Chciał rozpalić w piecu. Znaleziono jego nadpalone zwłoki
W Gnieźnie doszło do tragedii, w wyniku której zginęła jedna osoba. Zdarzenie miało miejsce w jednym z domów jednorodzinnych. Mężczyzna próbował rozpalać w piecu nieprzeznaczoną do tego celu substancją. Doszło do wybuchu
W jednym z gnieźnieńskich domów jednorodzinnych znaleziono nadpalone zwłoki mężczyzny. Ze wstępnych ustaleń wynika, że zginął on tragicznie podczas próby rozpalenia w piecu przy użyciu niebezpiecznej substancji łatwopalnej.
W domu doszło do wybuchu
Tej tragedii prawdopodobnie można było uniknąć. Ofiara próbowała rozpalić w piecu, używając do tego substancji łatwopalnej, której zastosowanie doprowadziło do wybuchu. Około godziny 15:30 miejscowa straż pożarna otrzymała wezwanie do domu położonego przy ulicy 28 grudnia w Gnieźnie. Po przybyciu na miejsce strażacy znaleźli nadpalone ciało mężczyzny, który rozpalał w piecu substancją, która nie została jeszcze zidentyfikowana. To właśnie ona doprowadziła do wybuchu, w wyniku którego ofiara zginęła na miejscu. Dokładne okoliczności tego tragicznego wydarzenia nadal są wyjaśniane.

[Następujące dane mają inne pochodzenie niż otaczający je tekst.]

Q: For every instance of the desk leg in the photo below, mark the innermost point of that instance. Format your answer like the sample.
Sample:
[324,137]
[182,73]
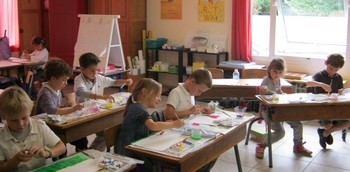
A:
[269,144]
[238,159]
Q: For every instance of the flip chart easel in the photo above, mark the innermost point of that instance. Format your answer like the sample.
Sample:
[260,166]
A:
[99,34]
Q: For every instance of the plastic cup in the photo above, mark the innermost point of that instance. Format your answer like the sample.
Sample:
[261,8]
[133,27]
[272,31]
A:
[196,134]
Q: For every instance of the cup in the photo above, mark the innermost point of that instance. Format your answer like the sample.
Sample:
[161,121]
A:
[196,134]
[71,99]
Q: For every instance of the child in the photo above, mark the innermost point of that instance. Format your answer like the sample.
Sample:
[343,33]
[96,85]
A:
[329,81]
[138,123]
[272,84]
[25,143]
[90,85]
[57,73]
[181,99]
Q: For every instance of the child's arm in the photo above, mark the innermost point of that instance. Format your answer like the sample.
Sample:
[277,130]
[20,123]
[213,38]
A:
[326,87]
[156,126]
[170,112]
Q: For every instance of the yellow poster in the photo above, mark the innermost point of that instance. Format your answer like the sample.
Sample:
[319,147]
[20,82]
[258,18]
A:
[171,9]
[211,10]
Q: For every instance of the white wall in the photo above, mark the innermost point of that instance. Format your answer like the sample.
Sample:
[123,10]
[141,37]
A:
[175,31]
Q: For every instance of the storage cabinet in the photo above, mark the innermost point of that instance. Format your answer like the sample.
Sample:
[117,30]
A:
[131,23]
[152,55]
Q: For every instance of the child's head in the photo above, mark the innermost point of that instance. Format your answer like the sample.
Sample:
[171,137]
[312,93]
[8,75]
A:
[333,63]
[88,64]
[38,43]
[276,68]
[57,73]
[16,107]
[198,82]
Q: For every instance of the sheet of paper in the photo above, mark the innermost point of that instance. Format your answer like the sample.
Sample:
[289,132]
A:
[160,141]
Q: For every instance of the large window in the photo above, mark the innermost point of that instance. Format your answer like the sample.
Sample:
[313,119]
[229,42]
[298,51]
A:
[299,28]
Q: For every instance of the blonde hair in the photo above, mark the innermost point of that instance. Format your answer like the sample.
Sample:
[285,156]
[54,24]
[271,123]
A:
[149,84]
[14,101]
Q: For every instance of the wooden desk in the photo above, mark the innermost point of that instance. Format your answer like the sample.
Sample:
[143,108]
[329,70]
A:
[195,160]
[85,126]
[247,88]
[285,111]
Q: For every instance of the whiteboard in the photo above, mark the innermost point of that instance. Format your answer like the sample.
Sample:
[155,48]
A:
[99,34]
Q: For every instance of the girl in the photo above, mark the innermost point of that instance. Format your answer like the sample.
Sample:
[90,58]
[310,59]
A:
[271,84]
[137,122]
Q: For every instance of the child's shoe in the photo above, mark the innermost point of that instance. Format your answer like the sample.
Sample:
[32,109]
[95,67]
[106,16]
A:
[302,150]
[259,151]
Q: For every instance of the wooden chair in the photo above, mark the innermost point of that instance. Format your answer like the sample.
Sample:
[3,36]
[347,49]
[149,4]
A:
[216,73]
[111,135]
[253,73]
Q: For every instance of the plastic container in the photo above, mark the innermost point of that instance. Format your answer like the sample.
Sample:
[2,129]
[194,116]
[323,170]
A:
[235,76]
[159,42]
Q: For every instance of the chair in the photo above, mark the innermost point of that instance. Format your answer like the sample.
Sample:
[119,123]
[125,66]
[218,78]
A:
[216,73]
[111,135]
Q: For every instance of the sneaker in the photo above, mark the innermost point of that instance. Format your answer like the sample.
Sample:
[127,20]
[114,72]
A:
[329,139]
[259,151]
[322,139]
[302,150]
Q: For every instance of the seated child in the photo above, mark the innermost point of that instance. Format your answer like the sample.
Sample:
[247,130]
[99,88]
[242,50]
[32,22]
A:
[57,73]
[181,99]
[138,123]
[25,143]
[90,85]
[272,84]
[329,81]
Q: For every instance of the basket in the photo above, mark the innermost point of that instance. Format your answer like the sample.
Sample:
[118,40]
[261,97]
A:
[159,42]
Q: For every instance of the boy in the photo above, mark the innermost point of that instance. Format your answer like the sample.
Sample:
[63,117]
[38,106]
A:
[90,85]
[181,99]
[330,82]
[25,143]
[57,73]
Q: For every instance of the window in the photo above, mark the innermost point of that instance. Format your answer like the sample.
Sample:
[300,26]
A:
[299,28]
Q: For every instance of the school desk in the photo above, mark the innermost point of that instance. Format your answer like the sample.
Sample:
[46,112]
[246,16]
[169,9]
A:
[85,126]
[287,109]
[197,159]
[247,88]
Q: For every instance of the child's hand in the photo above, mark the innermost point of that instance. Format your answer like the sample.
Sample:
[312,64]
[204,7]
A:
[79,106]
[23,156]
[179,123]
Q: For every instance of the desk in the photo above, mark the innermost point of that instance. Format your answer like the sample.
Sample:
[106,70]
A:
[197,159]
[88,125]
[247,88]
[310,110]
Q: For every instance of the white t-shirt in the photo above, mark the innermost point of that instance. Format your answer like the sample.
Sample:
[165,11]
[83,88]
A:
[180,98]
[83,87]
[40,56]
[40,135]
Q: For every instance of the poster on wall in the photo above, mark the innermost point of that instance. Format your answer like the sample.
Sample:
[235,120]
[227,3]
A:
[211,11]
[171,9]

Sezon zimowy zbiera śmiertelne żniwo
Zima i trwający wraz z nią sezon grzewczy to okres, w którym dochodzi do wielu tragedii związanych z ogrzewaniem budynków. Do podobnego wypadku doszło w tym miesiącu w Łętkowicach Kolonii (woj. małopolskie). Tam podczas próby rozpalenia w piecu zginął starszy, niepełnosprawny mężczyzna. Jego ciało znaleziono obok wejścia do kotłowni.
Dalsza część artykułu pod materiałem wideo
Nocna precyzja snajpera. "Myśliwi stają się zwierzyną”
Zima to także okres, w którym dochodzi do śmierci poprzez zatrucie tlenkiem węgla. W tym sezonie pierwszy taki przypadek odnotowano w Chorzowie (woj. śląskie). Ofiarą był 81-letni mężczyzna, który ogrzewał dom za pomocą grzejnika zasilanego gazem z butli.